The videos created for #EndAcidSale guided viewers towards a petition addressed to the Government of India, demanding a complete ban on toilet-cleaning acid and a stronger implementation of the Poisons Act and Poisons Rules. The videos, titled "Beauty Tips by Reshma" went viral and have received over 2 million views to date and the petition garnered over 225,000 signatures within the first two weeks itself. On 8 December 2015, the Supreme Court of India directed Indian states to enforce the ban on over-the-counter sale of acid.

The campaign #EndAcidSale went viral and was covered extensively in Indian and international news.
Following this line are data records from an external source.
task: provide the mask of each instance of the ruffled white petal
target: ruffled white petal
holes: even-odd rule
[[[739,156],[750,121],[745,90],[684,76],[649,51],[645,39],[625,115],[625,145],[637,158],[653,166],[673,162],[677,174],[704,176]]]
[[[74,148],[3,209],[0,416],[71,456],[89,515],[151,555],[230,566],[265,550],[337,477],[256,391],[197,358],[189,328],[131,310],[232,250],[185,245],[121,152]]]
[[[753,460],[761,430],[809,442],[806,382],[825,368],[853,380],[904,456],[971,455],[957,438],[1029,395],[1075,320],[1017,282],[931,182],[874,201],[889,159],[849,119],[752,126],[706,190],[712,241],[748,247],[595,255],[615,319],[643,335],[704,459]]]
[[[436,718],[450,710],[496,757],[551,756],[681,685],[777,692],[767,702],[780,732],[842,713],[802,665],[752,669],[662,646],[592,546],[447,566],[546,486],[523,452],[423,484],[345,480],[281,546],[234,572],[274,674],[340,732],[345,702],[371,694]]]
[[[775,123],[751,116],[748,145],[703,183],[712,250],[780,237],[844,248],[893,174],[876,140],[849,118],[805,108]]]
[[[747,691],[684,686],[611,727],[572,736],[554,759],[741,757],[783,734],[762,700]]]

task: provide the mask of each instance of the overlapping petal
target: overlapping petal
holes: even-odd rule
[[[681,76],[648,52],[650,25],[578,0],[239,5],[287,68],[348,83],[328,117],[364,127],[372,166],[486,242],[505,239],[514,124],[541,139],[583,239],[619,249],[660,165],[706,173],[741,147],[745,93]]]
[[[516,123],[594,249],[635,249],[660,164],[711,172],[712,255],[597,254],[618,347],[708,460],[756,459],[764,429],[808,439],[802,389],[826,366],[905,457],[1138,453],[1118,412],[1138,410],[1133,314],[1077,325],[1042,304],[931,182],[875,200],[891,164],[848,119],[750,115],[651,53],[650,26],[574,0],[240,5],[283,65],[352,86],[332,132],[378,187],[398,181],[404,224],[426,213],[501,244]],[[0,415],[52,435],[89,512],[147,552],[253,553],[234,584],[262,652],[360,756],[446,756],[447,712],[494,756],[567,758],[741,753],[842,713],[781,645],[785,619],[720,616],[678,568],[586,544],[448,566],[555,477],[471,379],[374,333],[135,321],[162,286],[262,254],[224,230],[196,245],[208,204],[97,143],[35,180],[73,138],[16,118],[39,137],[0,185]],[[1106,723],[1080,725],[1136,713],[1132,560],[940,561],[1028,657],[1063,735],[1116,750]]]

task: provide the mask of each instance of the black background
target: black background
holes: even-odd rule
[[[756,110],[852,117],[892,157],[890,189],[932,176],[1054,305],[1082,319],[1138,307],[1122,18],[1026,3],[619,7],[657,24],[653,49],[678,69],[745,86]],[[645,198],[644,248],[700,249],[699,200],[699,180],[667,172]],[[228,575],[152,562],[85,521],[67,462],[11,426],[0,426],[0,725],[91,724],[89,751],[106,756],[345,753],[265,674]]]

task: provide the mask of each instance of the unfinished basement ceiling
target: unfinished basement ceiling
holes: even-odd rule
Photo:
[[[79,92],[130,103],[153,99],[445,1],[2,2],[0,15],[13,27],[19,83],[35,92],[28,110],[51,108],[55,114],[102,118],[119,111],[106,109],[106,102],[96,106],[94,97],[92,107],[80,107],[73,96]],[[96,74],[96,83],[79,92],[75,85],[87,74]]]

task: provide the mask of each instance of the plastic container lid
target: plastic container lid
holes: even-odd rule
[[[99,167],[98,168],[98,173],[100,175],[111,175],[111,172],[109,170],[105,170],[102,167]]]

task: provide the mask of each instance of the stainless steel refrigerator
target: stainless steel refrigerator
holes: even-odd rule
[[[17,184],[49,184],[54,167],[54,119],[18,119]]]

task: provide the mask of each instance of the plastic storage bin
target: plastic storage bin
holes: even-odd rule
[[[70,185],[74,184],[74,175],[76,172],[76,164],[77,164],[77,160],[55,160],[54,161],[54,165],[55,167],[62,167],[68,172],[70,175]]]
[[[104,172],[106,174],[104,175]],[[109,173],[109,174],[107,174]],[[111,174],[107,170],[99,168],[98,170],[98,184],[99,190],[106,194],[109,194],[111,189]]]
The success of the campaign was featured on The New York Times, The Wall Street Journal, BBC World, MailOnline, ABC News, Time magazine, Mashable, Daily Mirror, People magazine, The Independent, The Huffington Post and by influencers, politicians and celebrities such as Amitabh Bachchan and Ashton Kutcher.

====Awards====
The campaign #EndAcidSale was awarded multiple awards for marketing. These include:
- Gold and Innovative Channel Thinking Award at the Warc Asian Prize for Asian Strategy 2016.